Despite often having more experience and education than their civilian counterparts, vets still struggle to land good jobs.
By: | November 11, 2019 • 3 min read

During my time in the military, one of the various jobs I had was working as a single-channel radio operator in a “RATT rig”—essentially, a big metal box crammed with radio equipment mounted on the back of a Humvee. There is no analogous job in the civilian word; none, at least, that I’ve ever heard of. Nevertheless, in the course of these and other jobs, I did learn about serving as part of a team, some leadership responsibilities and the fine art of working with people from wildly different backgrounds.

Many veterans struggle with translating their military experience into a civilian-sector job. Helping to maintain equipment on a battleship, for example, has no obvious equivalent in the private-sector economy. A number of initiatives have been undertaken in recent years to help vets in this regard, including Monster’s “Military Skills Translator,” which is designed to translate the skills acquired in an M.O.S. (military occupational specialty) into civilian equivalents.


The unemployment rate among veterans today is lower than that for the general population. Even so, finding jobs that match up with their skills and experience is often a challenge. LinkedIn’s 2019 Veteran’s Opportunity Report finds that, despite having four or more years of experience than civilians applying for the same role, vets with degrees are less likely to land the job. They’re also 70% more likely to take a step back in seniority when moving into the civilian workforce. The survey finds that, in industries such as accounting, where veterans are 11% more likely to apply, they’re 62% less likely to be hired.

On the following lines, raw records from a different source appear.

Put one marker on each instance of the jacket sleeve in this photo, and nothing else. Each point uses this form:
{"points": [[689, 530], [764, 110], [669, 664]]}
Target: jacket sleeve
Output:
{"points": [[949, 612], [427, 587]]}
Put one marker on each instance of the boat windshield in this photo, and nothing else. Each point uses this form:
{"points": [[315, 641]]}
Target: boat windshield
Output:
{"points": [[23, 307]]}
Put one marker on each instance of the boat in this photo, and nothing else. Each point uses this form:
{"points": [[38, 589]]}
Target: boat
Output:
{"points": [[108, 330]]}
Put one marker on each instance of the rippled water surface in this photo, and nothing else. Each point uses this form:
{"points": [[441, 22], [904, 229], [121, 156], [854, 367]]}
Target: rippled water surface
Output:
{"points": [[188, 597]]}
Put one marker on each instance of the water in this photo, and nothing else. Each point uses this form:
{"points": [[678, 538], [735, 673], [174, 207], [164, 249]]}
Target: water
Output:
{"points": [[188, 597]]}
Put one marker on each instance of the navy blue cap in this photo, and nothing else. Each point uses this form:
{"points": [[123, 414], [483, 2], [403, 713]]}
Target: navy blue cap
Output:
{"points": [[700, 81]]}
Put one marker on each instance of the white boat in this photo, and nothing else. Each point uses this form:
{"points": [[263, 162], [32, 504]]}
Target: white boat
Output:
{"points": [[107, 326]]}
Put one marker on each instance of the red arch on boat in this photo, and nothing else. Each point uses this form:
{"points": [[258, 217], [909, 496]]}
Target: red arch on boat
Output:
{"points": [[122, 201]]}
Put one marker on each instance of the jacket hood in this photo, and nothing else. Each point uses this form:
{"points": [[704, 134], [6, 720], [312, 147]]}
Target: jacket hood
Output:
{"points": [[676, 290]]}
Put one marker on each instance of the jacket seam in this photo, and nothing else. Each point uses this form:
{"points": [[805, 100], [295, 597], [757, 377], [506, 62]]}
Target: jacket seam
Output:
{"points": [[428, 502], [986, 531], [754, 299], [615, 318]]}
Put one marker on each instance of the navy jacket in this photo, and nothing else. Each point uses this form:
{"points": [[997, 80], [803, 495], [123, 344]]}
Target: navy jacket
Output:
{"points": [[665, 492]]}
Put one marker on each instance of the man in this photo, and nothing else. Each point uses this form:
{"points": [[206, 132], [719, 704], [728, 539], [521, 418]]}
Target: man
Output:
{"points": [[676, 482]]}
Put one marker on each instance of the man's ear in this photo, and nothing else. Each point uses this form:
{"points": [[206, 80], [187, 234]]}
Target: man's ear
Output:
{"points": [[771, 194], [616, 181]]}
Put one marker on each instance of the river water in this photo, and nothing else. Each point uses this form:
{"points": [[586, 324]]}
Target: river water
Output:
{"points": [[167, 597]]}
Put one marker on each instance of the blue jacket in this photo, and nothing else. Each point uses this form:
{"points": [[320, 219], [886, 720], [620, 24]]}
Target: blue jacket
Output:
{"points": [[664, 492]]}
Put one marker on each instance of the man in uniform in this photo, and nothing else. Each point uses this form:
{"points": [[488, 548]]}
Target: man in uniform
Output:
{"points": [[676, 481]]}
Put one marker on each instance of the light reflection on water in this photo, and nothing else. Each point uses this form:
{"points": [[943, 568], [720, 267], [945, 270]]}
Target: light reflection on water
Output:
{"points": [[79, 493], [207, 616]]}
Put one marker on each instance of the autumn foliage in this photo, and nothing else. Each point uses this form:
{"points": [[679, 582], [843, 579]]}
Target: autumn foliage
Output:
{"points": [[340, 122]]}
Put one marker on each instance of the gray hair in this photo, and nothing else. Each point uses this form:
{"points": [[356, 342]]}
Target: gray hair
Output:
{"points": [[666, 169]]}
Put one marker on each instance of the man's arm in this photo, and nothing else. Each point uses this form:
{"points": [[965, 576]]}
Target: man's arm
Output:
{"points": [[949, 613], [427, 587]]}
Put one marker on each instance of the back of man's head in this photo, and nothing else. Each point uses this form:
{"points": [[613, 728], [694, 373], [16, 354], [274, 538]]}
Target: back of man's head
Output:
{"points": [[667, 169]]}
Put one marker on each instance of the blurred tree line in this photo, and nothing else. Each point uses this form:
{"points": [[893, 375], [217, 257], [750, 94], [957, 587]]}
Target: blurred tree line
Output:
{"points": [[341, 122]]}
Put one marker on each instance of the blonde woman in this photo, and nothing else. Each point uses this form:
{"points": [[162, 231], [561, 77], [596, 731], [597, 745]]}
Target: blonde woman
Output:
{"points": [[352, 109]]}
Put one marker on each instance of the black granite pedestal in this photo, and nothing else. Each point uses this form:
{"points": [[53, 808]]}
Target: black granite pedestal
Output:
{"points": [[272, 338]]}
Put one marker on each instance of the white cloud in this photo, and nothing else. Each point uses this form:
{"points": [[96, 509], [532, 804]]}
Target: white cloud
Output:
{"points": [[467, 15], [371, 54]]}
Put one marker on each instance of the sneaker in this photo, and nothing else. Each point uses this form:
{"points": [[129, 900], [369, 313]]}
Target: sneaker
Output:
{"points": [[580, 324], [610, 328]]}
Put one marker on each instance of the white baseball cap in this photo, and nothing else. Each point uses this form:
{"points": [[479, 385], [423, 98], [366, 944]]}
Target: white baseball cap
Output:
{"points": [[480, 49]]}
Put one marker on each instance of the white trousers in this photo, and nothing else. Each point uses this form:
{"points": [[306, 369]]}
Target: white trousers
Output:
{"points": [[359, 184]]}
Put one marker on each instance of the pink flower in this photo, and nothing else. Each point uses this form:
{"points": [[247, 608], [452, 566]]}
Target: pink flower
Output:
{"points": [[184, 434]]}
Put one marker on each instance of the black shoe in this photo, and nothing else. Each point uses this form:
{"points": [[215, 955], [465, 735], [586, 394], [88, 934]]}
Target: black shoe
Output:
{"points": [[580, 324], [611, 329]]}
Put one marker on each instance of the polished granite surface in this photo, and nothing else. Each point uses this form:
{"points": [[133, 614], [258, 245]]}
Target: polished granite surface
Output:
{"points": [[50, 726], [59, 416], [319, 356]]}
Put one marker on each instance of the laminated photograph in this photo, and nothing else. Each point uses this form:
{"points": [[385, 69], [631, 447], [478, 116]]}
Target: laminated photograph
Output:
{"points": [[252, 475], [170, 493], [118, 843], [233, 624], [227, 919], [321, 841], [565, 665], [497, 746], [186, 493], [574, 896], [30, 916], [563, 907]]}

LinkedIn recently profiled Ritchie Thomas, a former encryption specialist in the Army whose six years of service included helping Special Forces units rescue POWs in Colombia. After getting out, Thomas was certain his skills and experience would help him land a decent job, but he was in for a rude awakening: After sending out 50 copies of his resume and getting nothing, he took a low-level job swapping out printer cartridges that paid $14 an hour—a far cry from his original goal of working as an IT manager.

“It was a nightmare,” said Thomas, who eventually landed a much better job. “I hated every part of that first job. I felt so mediocre.”